Earlier this month, youngsters poured into three new pre-kindergarten classrooms in Wilmington, North Carolina to start their educational careers. The project had been in the works for months with the district receiving $476,000 out of the county budget to help get the pre-k classes up and running and boosting the district's pre-K slots from 792 to 837. There’s a growing push for publicly supported pre-K classes to shift from what was once considered an “educational luxury” to programs accessible for all, with more educational experts stressing their importance.

“Successful pre-K [programs] teach children to learn to be learners, how to be curious about how things work and find answers to problems,” Suzanne Bouffard, author of The Most Important Year, told NPR. In the past,  targeted programs in some states have served at-risk children, though experts now seem to be in agreement that all children benefit greatly from high-quality education programs before they hit first grade. Bouffard pointed out that executive functioning — the ability to manage one’s thoughts — begins to develop at age three or four and a good pre-k program helps children learn to acknowledge things like  “how to deal with frustration and how to solve conflicts” in a healthy way, earlier rather than at age six or seven.

According to the Pew Charitable Trusts, the benefits of high-quality pre-k programs don’t merely help kids out as they enter kindergarten and first-grade, but continue on with higher high school graduation rates even higher earnings as adults in the workforce. On the flipside, children who enter school behind their peers, usually stay behind. For example, 84 percent of children who have poor reading skills in first-grade will still struggle in reading at the fourth-grade level. Recent changes show that policymakers are taking notice.

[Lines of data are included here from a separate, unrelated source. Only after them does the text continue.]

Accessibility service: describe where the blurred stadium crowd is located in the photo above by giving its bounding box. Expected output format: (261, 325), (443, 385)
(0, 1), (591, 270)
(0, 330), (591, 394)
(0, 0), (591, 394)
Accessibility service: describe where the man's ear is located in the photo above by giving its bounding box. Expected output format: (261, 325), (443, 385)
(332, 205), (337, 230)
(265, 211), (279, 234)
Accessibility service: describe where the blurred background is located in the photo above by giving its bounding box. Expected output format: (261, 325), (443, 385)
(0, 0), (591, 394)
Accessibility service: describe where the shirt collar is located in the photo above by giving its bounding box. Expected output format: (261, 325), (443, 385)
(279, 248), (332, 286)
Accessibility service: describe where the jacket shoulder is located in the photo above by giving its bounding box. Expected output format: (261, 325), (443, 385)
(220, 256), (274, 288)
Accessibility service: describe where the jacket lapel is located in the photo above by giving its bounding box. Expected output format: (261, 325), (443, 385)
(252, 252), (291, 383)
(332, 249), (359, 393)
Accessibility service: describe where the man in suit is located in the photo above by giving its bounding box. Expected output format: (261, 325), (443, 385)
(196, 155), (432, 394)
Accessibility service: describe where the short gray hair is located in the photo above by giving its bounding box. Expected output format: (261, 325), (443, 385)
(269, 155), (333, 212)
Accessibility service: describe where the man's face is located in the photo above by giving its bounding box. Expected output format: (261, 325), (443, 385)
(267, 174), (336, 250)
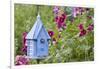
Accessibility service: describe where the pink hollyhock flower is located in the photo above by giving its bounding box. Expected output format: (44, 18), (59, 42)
(78, 24), (84, 30)
(87, 24), (94, 31)
(55, 14), (66, 29)
(52, 38), (57, 45)
(48, 30), (54, 37)
(79, 29), (86, 36)
(15, 55), (30, 65)
(21, 32), (27, 54)
(53, 6), (59, 14)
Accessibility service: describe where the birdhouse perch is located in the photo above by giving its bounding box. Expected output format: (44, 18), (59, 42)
(26, 14), (50, 59)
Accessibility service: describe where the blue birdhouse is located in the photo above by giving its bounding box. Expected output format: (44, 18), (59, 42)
(26, 15), (50, 59)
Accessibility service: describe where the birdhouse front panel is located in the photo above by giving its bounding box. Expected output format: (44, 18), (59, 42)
(26, 40), (35, 58)
(37, 27), (48, 57)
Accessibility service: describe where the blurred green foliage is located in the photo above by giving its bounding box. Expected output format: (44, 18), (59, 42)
(14, 4), (94, 64)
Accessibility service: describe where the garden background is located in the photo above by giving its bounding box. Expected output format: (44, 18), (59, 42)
(14, 4), (94, 65)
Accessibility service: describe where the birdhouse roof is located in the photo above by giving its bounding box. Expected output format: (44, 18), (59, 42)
(26, 14), (50, 39)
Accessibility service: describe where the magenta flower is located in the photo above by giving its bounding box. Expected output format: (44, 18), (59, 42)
(23, 32), (27, 47)
(15, 55), (30, 65)
(87, 24), (94, 31)
(48, 30), (54, 37)
(53, 6), (59, 15)
(79, 29), (86, 36)
(21, 46), (27, 55)
(21, 32), (27, 54)
(55, 14), (67, 29)
(78, 24), (84, 30)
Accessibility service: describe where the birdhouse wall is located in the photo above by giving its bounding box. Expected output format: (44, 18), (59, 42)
(37, 27), (48, 57)
(26, 40), (36, 58)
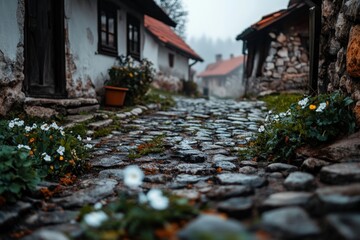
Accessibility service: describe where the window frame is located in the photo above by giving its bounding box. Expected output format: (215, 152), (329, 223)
(126, 13), (141, 60)
(98, 0), (118, 56)
(168, 53), (175, 68)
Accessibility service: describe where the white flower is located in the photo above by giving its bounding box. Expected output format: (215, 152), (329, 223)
(298, 97), (309, 108)
(94, 202), (102, 210)
(9, 121), (15, 128)
(84, 211), (109, 227)
(139, 192), (148, 204)
(56, 146), (65, 155)
(18, 144), (31, 150)
(84, 144), (94, 149)
(15, 120), (24, 127)
(258, 125), (265, 133)
(315, 103), (326, 112)
(124, 165), (144, 188)
(41, 153), (51, 162)
(40, 123), (50, 131)
(50, 122), (59, 130)
(147, 189), (169, 210)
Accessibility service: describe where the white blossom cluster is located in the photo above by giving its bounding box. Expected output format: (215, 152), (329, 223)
(84, 165), (169, 228)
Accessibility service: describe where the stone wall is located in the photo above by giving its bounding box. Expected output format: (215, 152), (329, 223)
(259, 33), (309, 92)
(318, 0), (360, 124)
(0, 0), (25, 116)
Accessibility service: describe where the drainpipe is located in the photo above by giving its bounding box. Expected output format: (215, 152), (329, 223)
(242, 40), (248, 96)
(305, 0), (321, 96)
(189, 60), (198, 81)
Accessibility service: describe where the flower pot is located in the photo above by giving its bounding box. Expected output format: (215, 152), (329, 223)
(104, 86), (129, 107)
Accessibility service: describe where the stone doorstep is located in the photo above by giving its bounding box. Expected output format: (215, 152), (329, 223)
(24, 97), (99, 108)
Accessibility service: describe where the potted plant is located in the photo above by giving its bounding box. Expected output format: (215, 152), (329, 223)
(104, 55), (154, 106)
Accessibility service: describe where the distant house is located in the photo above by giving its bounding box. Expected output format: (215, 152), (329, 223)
(197, 54), (244, 98)
(0, 0), (176, 115)
(236, 0), (310, 95)
(144, 15), (203, 91)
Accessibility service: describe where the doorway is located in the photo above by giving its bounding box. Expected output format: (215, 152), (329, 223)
(25, 0), (66, 98)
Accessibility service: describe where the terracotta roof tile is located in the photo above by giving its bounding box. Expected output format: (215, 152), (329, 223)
(198, 56), (244, 77)
(144, 15), (203, 61)
(236, 3), (306, 40)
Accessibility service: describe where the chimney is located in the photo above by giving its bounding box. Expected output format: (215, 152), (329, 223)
(215, 54), (222, 62)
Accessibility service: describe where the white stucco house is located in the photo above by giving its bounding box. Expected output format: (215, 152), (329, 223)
(197, 54), (244, 98)
(0, 0), (176, 115)
(144, 15), (203, 91)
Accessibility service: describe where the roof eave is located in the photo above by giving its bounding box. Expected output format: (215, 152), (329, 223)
(120, 0), (176, 27)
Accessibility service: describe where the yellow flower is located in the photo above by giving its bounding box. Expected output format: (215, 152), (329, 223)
(309, 104), (316, 110)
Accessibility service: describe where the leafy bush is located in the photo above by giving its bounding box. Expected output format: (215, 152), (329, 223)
(0, 118), (92, 180)
(79, 165), (199, 240)
(181, 79), (200, 97)
(0, 145), (40, 202)
(105, 55), (155, 105)
(251, 91), (356, 161)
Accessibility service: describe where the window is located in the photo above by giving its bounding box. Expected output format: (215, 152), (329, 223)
(127, 15), (140, 59)
(98, 0), (118, 56)
(169, 53), (175, 68)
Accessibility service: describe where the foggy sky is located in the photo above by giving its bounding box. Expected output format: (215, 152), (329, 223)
(182, 0), (289, 40)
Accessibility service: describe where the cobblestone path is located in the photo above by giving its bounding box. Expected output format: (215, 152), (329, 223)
(0, 98), (360, 240)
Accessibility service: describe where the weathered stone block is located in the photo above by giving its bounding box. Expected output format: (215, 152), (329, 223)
(346, 24), (360, 78)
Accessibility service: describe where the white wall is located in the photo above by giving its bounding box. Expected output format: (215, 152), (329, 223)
(65, 0), (144, 94)
(143, 31), (159, 71)
(0, 0), (22, 61)
(158, 46), (189, 80)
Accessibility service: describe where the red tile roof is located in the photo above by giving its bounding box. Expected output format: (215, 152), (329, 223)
(198, 56), (244, 77)
(236, 3), (306, 40)
(144, 15), (203, 62)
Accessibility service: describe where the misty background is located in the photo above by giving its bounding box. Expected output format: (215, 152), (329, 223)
(186, 34), (242, 74)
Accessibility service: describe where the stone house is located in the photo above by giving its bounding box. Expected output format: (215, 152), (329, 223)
(313, 0), (360, 126)
(236, 1), (309, 95)
(0, 0), (176, 115)
(144, 15), (203, 92)
(197, 54), (244, 98)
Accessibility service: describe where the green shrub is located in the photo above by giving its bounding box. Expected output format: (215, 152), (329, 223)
(0, 145), (40, 202)
(181, 79), (200, 97)
(0, 118), (92, 180)
(105, 56), (155, 105)
(250, 91), (356, 161)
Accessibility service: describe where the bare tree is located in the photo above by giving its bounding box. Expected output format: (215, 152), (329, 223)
(157, 0), (188, 38)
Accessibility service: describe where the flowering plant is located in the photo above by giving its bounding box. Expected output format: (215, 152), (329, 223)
(0, 118), (92, 179)
(105, 55), (155, 105)
(252, 91), (356, 160)
(80, 165), (198, 239)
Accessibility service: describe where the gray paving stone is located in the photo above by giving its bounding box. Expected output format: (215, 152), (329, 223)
(217, 197), (254, 218)
(326, 213), (360, 240)
(261, 192), (314, 209)
(206, 185), (254, 199)
(178, 215), (252, 240)
(320, 162), (360, 185)
(53, 179), (118, 208)
(216, 173), (266, 187)
(284, 172), (315, 190)
(261, 207), (321, 239)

In 2016, 43 states, plus the District of Columbia and Guam, provide publicly funded pre-k programs, according to a report by the National Institute for Early Education Research. Those programs serve nearly 1.5 million children across the country — and total state spending on preschool is now about $7.4 billion. That’s eight percent higher than the previous year.

For Superintendent Tim Markley of Wilmington’s New Hanover County Schools, the funds to start more pre-k classrooms reassures him that the county has the right mindset in regards to education. “The fact that the county has put money where its plan is speaks volumes to the priorities of the county,” Markley said.

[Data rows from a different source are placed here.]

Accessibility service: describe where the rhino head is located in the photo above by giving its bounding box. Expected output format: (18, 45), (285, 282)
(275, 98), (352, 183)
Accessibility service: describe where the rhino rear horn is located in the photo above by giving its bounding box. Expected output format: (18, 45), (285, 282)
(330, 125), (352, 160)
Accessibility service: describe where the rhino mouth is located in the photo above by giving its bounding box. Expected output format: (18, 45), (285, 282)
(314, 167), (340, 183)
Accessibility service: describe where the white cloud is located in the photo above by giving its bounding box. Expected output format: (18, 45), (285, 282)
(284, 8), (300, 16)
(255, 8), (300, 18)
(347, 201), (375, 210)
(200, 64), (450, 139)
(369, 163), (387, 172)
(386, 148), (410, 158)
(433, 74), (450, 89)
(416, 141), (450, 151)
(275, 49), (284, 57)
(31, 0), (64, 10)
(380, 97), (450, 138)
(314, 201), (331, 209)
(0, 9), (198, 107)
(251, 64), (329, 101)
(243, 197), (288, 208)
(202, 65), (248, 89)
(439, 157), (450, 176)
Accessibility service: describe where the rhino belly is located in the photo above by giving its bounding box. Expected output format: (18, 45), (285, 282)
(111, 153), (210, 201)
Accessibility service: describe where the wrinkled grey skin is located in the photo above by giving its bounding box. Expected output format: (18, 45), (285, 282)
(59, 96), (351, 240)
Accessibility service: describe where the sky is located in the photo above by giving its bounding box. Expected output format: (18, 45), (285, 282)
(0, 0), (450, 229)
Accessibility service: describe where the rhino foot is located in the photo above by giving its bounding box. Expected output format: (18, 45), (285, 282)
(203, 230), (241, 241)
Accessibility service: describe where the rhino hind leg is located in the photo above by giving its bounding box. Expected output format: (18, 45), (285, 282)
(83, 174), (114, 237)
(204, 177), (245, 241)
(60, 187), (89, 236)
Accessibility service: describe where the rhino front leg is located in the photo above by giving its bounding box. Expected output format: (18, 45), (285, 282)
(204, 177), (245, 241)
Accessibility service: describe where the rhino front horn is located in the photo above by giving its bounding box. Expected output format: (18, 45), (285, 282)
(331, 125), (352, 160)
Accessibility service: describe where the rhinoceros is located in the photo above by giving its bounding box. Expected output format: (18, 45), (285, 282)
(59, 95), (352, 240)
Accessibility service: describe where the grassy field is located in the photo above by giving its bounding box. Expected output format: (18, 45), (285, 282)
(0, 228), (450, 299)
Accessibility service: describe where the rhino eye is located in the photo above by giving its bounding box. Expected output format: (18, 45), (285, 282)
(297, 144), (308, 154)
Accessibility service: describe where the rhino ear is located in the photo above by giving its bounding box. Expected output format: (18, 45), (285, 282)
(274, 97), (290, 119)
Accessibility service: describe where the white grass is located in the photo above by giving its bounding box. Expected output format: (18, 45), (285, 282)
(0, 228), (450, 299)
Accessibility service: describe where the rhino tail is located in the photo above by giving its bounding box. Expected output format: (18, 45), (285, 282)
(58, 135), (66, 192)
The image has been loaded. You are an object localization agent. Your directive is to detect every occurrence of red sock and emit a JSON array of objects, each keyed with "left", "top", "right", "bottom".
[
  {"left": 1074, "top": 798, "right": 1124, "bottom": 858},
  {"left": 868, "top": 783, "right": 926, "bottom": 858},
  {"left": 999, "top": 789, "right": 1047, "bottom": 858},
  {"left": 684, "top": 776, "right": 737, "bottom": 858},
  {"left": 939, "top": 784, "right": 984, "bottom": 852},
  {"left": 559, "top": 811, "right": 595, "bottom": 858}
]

In 2015-16, the district had seats for less than half of the nearly 2,000 young students whose families had applied for a spot. Bruce Shell, who serves as the school board’s liaison for the federally funded pre-k program, Head Start, stressed the importance of making more classrooms available for children in the community in order to give them the best possible chance at success down the road.  “What we are trying to accomplish is to have these children so that when they come in, they’ve got a fair shot,” Shell said.